Lots of love and spoons ♡
Hi beautiful people!;
Today was a tough day, I was not feeling good and my Dad thought it was funny to eat something I told him to NOT eat. He even put it in the fridge again with a paper in it with a smile saying “ahah”... Who is the kid here? And when I told him it was not funny, he was pouting during all dinner time and go back in his room when done... like really someone could tell me how I have to deal with a child like this? I was thinking that I was mastering to live with him but I was fooling myself like always! Since I don’t want anything from him since a while now, I don’t feel to fight with him like before but today was just too much. Yesterday, I asked him to go to the pharmacy and this morning he forgot papers so he couldn’t take my painkillers... I had to ask my mother who was already at home. If only I could make him understand that it’s not because he’s the man of the house or my dad that we have to believe that he is our god and we have to serve him! I’m so angry right now, I should sleep but I really can’t...
Some news about my Grandpa’s health, it’s not great at all... He have his cancer in his head right now and doctors don’t seems to be very optimistic at this moment, we need to wait until the week end to know more. He don’t want to be seen weak so I can’t go visit him in hospital and it’s so frustrating to not be able to do anything! Life is really unfair sometimes, but I’m sure you already knew that... If you can send him some prayers or good vibes in his way, It would be great.
I think, it’s a good time for doing the 3 things I’m grateful for, don’t you think?
for Epys, always asking for hugs and to be near me
for my sister because even if we argue a lot, we love each other a lot too
for my computer, because yeah I couldn’t be here with you guys without it
So tell me, how are you today? Are you grateful for something?
Lots of love and spoons for ya ♡
I'm really pissed right now... I called the social worked to help me to know what I have to do to move out and all she said that I had to do it by myself and if I have a specific problem, then I can have an appointment... The lady I had on the phone was really not friendly at all, well I can do it alone in this case!
My Dad told my mother than he didn't understand why I wanted to leave, like really? I told him why and here he is wondering why? It's pretty hard right now for me to keep calm...
I'm sorry for this but right now, I'm so angry, I need to get this off my chest...

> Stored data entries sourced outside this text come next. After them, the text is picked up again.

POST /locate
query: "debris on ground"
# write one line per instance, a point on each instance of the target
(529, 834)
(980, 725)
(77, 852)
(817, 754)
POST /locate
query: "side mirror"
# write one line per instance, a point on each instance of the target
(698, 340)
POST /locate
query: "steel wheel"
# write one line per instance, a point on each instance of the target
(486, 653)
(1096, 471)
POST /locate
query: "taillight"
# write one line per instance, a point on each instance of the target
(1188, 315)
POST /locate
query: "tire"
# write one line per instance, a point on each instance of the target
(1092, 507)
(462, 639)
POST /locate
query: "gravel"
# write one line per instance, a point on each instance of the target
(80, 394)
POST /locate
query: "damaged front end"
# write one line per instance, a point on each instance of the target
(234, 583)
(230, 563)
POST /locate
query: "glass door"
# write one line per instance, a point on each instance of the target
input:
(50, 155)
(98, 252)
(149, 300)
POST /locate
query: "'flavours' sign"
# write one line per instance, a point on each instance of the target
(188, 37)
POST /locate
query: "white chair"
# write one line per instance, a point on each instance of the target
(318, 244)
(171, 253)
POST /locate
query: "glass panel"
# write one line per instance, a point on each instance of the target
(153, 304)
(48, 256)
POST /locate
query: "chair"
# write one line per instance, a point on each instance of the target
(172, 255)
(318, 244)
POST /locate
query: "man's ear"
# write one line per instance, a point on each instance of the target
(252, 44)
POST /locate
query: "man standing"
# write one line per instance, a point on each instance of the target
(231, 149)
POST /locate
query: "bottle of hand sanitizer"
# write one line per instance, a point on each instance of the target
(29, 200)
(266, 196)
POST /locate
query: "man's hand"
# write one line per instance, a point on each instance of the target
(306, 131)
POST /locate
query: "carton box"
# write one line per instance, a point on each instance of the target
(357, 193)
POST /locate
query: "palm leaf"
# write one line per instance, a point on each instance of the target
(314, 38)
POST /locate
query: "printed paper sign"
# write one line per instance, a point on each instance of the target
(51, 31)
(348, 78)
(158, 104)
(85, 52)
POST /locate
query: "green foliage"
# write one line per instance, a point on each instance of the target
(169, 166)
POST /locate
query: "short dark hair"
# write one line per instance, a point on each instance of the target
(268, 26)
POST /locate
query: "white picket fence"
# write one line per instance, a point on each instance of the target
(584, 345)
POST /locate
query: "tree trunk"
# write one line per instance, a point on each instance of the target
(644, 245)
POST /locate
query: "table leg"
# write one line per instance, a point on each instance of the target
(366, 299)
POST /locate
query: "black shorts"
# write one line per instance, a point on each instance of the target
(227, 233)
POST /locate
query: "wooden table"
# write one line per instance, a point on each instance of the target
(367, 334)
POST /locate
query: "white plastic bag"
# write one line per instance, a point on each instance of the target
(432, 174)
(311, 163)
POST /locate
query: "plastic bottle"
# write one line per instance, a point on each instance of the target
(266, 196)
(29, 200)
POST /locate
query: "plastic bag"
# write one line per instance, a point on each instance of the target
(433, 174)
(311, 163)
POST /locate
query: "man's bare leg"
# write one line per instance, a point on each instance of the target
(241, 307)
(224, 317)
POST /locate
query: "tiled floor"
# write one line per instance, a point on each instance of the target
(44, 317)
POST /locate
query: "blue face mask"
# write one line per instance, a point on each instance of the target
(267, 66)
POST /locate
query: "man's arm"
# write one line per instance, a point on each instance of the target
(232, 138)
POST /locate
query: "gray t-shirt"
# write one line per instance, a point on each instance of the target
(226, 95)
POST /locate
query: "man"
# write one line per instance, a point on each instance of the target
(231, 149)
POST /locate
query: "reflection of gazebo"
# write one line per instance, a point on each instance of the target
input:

My dad is a real jerk sometimes, well most of the time! He think he is the head of this family but no and he doesn't bear that I challenge him or that I contradict him, are you 5 or what?! I'm 23, man, you need to understand that I have my own thoughts now and that I don't follow what you say or want me to do like a good little soldier anymore. You're not the center of the world. He makes me so angry and THIS this is why I want to leave! If I could I would go now because I can't stand it anymore... I thought that after he knew that I wanted to leave (I explained it why to him) he would change and understand that I'm an adult but no, he don't have the idea to question himself, so you now what, bye dad and if you think I'm going to see you when you make puppy eyes, don't dream about it (and I say that to be nice, I think of worse!)